Mais do que centros de abastecimento de alimentos, Brasil afora, os mercados municipais costumam ser lugares onde a população encontra produtos frescos com preços competitivos e que difundem a culinária tradicional local, nas bancas e restaurantes que funcionam nessas áreas de consumo.
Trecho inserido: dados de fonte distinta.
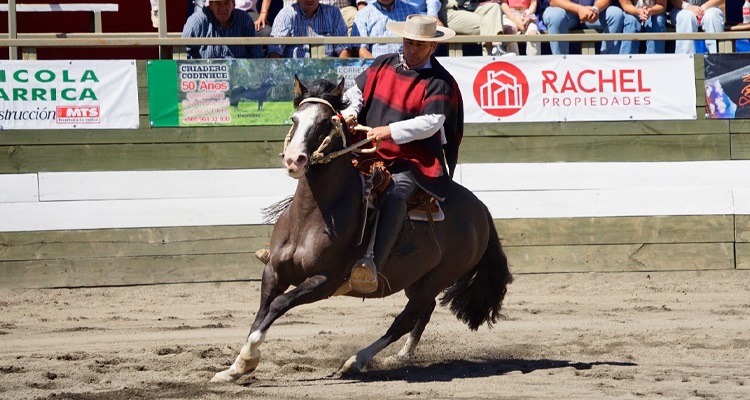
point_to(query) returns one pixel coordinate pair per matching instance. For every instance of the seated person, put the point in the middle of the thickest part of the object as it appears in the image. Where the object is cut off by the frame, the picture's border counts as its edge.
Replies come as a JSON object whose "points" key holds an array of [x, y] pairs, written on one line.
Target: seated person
{"points": [[371, 21], [428, 7], [563, 15], [221, 19], [348, 8], [260, 19], [520, 17], [486, 19], [308, 18], [643, 16], [687, 15]]}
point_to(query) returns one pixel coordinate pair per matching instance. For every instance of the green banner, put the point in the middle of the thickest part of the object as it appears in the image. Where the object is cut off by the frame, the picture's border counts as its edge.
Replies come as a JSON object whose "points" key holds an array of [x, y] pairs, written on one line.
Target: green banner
{"points": [[242, 92]]}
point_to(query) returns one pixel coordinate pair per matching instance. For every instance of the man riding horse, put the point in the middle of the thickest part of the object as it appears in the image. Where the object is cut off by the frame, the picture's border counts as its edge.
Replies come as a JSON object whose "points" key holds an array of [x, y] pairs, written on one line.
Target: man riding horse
{"points": [[415, 108]]}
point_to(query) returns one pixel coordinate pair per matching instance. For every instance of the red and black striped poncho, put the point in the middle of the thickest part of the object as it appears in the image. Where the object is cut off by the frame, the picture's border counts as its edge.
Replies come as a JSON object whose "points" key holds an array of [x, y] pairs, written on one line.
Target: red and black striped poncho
{"points": [[392, 93]]}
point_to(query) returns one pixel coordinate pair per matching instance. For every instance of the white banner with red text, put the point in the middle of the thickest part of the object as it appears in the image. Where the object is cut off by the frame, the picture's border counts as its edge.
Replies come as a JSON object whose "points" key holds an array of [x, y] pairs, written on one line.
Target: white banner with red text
{"points": [[78, 94], [576, 88]]}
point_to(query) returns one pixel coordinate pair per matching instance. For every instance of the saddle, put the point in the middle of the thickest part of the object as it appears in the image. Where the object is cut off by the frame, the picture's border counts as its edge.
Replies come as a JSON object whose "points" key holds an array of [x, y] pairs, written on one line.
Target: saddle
{"points": [[420, 207]]}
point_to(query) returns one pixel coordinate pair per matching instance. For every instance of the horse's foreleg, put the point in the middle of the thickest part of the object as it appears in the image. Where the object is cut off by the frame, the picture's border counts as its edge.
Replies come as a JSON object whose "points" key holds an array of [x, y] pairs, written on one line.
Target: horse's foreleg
{"points": [[311, 290], [412, 319]]}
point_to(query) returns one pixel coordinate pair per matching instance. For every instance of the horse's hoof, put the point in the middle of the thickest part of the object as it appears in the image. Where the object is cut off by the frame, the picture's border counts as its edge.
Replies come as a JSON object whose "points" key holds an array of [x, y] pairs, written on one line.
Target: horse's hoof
{"points": [[225, 376], [394, 361], [351, 366]]}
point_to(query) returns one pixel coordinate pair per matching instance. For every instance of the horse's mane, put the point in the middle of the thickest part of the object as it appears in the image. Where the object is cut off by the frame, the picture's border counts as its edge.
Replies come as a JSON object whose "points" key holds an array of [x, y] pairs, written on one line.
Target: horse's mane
{"points": [[272, 212], [322, 88]]}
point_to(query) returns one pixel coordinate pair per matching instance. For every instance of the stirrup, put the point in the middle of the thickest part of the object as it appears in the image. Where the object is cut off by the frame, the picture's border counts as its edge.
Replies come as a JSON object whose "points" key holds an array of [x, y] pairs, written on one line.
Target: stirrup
{"points": [[263, 255], [364, 277]]}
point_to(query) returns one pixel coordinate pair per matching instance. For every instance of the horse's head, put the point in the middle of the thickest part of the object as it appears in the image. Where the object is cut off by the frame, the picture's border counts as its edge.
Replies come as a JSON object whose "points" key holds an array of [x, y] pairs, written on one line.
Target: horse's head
{"points": [[316, 126]]}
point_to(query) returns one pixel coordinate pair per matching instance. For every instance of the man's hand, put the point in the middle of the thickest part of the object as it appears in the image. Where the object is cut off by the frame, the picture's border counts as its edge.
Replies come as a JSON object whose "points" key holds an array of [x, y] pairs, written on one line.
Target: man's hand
{"points": [[697, 10], [379, 133]]}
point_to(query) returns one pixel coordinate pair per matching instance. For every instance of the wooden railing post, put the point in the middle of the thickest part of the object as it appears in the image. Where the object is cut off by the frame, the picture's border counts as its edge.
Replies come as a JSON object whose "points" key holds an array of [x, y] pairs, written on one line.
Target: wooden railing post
{"points": [[163, 50], [12, 29]]}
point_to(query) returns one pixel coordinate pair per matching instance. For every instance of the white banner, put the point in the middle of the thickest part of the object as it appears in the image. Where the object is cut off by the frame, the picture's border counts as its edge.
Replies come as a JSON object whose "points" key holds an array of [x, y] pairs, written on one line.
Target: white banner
{"points": [[79, 94], [576, 88]]}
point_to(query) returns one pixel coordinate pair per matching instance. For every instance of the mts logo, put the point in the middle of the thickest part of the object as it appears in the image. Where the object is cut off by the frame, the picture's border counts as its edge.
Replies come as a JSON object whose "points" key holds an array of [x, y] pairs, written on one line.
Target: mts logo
{"points": [[78, 112]]}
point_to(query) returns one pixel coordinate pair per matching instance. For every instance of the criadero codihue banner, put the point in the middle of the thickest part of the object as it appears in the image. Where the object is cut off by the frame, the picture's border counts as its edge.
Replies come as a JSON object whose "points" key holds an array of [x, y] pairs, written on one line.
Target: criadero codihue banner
{"points": [[235, 92], [79, 94], [576, 88]]}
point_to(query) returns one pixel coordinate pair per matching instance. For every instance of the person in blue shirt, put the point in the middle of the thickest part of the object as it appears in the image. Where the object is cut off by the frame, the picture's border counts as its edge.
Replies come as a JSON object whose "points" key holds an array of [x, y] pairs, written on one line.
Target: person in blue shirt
{"points": [[221, 19], [308, 18], [372, 21]]}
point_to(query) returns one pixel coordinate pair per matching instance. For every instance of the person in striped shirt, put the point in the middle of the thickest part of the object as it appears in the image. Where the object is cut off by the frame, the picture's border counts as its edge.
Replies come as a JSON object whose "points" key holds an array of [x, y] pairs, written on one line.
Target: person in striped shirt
{"points": [[220, 19], [371, 21], [308, 18]]}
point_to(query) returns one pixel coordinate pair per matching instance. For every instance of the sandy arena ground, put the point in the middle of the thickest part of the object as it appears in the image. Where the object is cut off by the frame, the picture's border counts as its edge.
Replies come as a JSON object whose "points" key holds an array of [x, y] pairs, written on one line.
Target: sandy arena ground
{"points": [[677, 335]]}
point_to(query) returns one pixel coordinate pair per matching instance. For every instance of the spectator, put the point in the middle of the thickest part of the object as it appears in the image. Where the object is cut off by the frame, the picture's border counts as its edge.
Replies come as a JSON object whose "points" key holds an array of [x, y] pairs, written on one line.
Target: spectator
{"points": [[428, 7], [643, 16], [308, 18], [521, 18], [486, 19], [220, 19], [372, 21], [260, 19], [563, 15], [687, 15], [348, 8]]}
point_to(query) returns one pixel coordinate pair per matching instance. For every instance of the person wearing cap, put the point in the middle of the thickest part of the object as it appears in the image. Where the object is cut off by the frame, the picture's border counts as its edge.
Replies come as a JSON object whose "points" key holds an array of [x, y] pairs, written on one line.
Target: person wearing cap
{"points": [[372, 20], [221, 19], [414, 107]]}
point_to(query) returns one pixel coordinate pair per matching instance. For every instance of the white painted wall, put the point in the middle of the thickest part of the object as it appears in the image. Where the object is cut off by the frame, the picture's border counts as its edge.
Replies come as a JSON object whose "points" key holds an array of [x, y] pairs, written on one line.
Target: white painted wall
{"points": [[130, 199]]}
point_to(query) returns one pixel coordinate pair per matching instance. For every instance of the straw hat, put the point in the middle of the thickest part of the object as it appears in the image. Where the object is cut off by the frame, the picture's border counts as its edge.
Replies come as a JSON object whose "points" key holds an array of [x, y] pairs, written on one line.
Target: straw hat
{"points": [[421, 27]]}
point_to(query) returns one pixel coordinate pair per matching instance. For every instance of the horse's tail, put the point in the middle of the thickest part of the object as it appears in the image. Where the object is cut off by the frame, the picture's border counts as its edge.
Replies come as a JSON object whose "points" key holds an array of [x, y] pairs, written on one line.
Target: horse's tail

Do outro lado do balcão, os pequenos agricultores têm a oportunidade para vender diretamente ao consumidor o que produzem.
Para aumentar o número de mercados municipais em localidades com baixos índices de desenvolvimento, maior vulnerabilidade socioeconômica e déficit de infraestrutura, o Ministério da Integração e do Desenvolvimento Regional (MIDR) lançou, nessa quarta-feira (8), o programa Mercado do Povo que prevê a instalação de 136 unidades modulares em várias localidades do país.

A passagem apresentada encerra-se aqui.